O-Berries, the fruit of the Torus Bush are donut-shaped berries with a rough, yellow-orange skin. O-Berries are excellent nutritional supplements and contain large amounts of Vitamins A and C. They are the basis of a puffle's diet.

Presentation and Taste[edit]

O-Berries are yellow-orange in color, with a single green leaf protruding from the stem. Most berries are about an inch (2.5 cm) wide and a little more than half an inch (1+ cm) deep, with the hole in the middle being about half an inch (1.25 cm) in width. O-Berries are noted for being highly pressurized from the inside, and if ruptured, can spray a jet of juice up to a foot long. Since the juice of the O-Berry is an eye irritant, it is best to put on goggles when pressing O-Berries.

O-Berries are noted for their sweet, tangy taste (much like lemonade mixed with pineapple and mango juice) and are used as flavoring in Antarctic cooking from the USA to Freezeland. O-Berries, dried and crushed into powder, are used to make puffle food.

Anatomy[edit]

The Torus Bush, the plant that grows O-Berries, is found in the Antarctic wilderness, in cold, dry climates that receive a less-than-average amount of snow. Torus Bushes have a symbiotic relationship with nitrogen-fixating bacteria, which favors the biochemistry of the puffle. In fact, the only reason puffles eat more O-Berries than any other food is because they can pick up some nitrogen-fixating bacteria from the plants, allowing them to breathe and metabolize nitrogen gas. Torus Bushes take advantage of this, using puffles as pollen carriers to pollinate other bushes.

Use in Cuisine[edit]

O-Berries are often used in Trans-Antarctican cuisine, due to their natural sweet, tangy taste. There are multiple ways to cook O-Berries, but there are three main ways to prepare O-Berries in a dish.
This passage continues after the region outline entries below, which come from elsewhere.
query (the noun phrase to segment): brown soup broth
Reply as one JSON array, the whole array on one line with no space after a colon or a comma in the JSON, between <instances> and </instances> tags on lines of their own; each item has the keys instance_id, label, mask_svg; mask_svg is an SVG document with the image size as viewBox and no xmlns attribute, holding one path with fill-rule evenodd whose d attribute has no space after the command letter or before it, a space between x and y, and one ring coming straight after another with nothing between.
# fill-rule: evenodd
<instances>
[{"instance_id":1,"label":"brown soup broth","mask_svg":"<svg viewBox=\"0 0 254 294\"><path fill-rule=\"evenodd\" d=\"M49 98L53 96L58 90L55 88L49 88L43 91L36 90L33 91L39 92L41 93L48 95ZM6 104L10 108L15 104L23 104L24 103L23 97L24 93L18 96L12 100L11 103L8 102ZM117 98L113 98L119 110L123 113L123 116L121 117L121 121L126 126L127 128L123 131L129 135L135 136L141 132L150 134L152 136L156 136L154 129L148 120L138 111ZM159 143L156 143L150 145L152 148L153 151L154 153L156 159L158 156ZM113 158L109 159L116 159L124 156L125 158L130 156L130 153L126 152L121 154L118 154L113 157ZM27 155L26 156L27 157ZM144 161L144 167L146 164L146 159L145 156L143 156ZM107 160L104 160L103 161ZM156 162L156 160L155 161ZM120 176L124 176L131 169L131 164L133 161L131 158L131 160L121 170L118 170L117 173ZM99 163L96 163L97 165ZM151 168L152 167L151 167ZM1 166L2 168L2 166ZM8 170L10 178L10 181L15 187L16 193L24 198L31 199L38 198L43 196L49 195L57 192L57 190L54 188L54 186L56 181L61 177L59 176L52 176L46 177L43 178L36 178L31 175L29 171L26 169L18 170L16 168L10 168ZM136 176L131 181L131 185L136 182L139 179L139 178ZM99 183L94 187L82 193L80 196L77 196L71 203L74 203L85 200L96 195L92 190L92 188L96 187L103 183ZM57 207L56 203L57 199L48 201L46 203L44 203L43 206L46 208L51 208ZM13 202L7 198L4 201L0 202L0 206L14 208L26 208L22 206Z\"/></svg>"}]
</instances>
  • Cooking O-Berries causes them to turn red-orange and become sour. Because of this, they are almost never eaten whole -- instead, the cooked berries are dried, grinded into powder, and sprinkled in tiny amounts as seasoning. Puffle food is made from grinded O-Berry extract, though with added sweeteners.
  • Frying O-Berries causes them to turn a deep red and become crunchy. However, they are not as sour as cooked O-Berries, so fried O-Berries are often eaten as snacks. Fried O-Berries are an alternative to normal puffle food.
  • Boiling O-Berries in sugar water and then letting the resulting liquid slowly cool down produces O-Berry syrup. The syrup is very sweet and slightly tangy, and is similar to real-life honey. O-Berry syrup is commonly used as a sweetener in dishes.
  • Boiling O-Berries without any sugar causes them to be light green and become sweet. Boiled O-Berries tend to look like light-green grapes. They are mostly used for desserts.

Trivia[edit]

  • Puffles eat them, and sometimes penguins and domestic Arctic Hares.
  • You can make Puffle food out of it, the most common being Puffle Os.
  • O-Berries, despite their excellent taste, smell terrible, which is why many penguins don't like them. Puffles, however, cannot smell O-Berries.
  • The Torus Bush is often confused with its biological cousin, the Fire Bush, which has similar fruit called Flame Berries, also round and donut-shaped. The only difference is that Flame Berries are colored a deep red-orange and are very spicy.
  • The Torus Bush is also often confused with the Snossberry Bush.